Dr Kate O’Neill is a Postdoctoral Researcher in epidemiology at the School of Public Health on the HRB-funded project SCaRLeT which aims to improve understanding of the sex-specific aetiology of cardiovascular disease across the life course thus informing more effective cardiovascular disease prevention during different life course transitions. Prior to this, Kate was a Postdoctoral Research Fellow on a HRB Interdisciplinary Capacity Enhancement Award. Kate worked as part of a multidisciplinary team to evaluate a pilot complex intervention for childhood obesity and with national stakeholders to estimate the public health burden of chronic disease in Ireland utilising a wide range of national and regional data sources.

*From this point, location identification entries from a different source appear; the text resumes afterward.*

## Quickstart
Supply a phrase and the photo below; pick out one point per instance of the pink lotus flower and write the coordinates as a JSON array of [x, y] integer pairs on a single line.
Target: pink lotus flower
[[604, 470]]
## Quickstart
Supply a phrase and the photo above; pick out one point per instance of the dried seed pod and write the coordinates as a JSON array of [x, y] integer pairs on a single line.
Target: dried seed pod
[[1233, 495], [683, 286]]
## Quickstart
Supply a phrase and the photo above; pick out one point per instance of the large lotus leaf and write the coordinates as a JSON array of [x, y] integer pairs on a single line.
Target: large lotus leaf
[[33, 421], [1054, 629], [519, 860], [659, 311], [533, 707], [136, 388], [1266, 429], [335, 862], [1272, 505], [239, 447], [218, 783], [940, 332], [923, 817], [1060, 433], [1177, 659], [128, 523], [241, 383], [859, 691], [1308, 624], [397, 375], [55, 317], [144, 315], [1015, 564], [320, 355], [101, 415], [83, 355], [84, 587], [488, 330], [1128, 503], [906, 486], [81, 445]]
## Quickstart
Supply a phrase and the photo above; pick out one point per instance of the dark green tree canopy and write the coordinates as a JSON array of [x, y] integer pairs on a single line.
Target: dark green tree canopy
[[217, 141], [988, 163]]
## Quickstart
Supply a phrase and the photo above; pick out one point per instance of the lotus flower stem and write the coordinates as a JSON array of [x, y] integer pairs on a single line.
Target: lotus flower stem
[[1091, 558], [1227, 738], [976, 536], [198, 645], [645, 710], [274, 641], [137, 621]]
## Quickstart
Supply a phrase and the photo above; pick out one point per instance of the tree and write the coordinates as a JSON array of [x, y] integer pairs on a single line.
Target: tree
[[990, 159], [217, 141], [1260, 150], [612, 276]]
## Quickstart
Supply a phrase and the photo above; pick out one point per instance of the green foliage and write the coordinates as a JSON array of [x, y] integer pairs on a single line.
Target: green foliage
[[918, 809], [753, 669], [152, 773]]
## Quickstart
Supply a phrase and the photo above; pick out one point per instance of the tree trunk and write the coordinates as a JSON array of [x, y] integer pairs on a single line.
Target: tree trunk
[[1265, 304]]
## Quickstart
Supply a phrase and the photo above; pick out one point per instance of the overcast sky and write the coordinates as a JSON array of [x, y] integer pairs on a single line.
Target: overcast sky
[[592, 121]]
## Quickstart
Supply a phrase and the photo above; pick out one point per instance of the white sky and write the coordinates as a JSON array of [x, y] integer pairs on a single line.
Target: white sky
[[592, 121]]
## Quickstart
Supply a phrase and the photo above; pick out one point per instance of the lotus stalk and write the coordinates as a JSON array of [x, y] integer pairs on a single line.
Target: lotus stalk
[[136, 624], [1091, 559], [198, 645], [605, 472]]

Kate completed her PhD in 2018 which estimated the economic burden of diabetes in Ireland and explored the potential for current policy approaches, including a sugar-sweetened beverage levy, to impact on the public health burden of diabetes. Kate has a BSc in Public Health from UCC and MPhil in Epidemiology from the University of Cambridge. With a background in epidemiology and public health, she is interested in the generation of robust epidemiological evidence to inform public health policy. In her role as Chair of the Early Career Researcher Subcommittee of the Society for Social Medicine and Population Health, Kate advocates for early career researchers and facilitates engagement among members.

 

 

 

 

 

 

 

Dr Elaine Toomey is a Lecturer in the School of Allied Health in the University of Limerick. She is also a Health Research Board ‘Applying Research into Policy and Practice’ Research Fellow. She is a Cochrane Ireland Research Associate and a member of both the Health Research Institute (University of Limerick) and the Health Behaviour Change Research Group (National University of Ireland Galway). Elaine is a Chartered Physiotherapist and obtained her PhD from University College Dublin (2016) and her MSc and BSc from the University of Limerick (2012, 2010). Until April 2020, Elaine was Associate Director of Cochrane Ireland within Evidence Synthesis Ireland and led the implementation of the Evidence Synthesis Ireland Fellowship Scheme. Previously, Elaine was a Health Research Board (HRB) Interdisciplinary Capacity Enhancement Post-doctoral Research Fellow (2016-2019), where she co-led the development of a complex behaviour change childhood obesity prevention intervention, with a specific focus on process and implementation outcomes. Elaine was a Visiting Researcher at Hunter New England Population Health Service/Newcastle University (Newcastle, Australia) in 2018, the Centre for Studies in Family Medicine in Western University (Ontario, Canada) in 2018, and the Ottawa Hospital Research Institute (Ontario, Canada) in 2017 and 2018.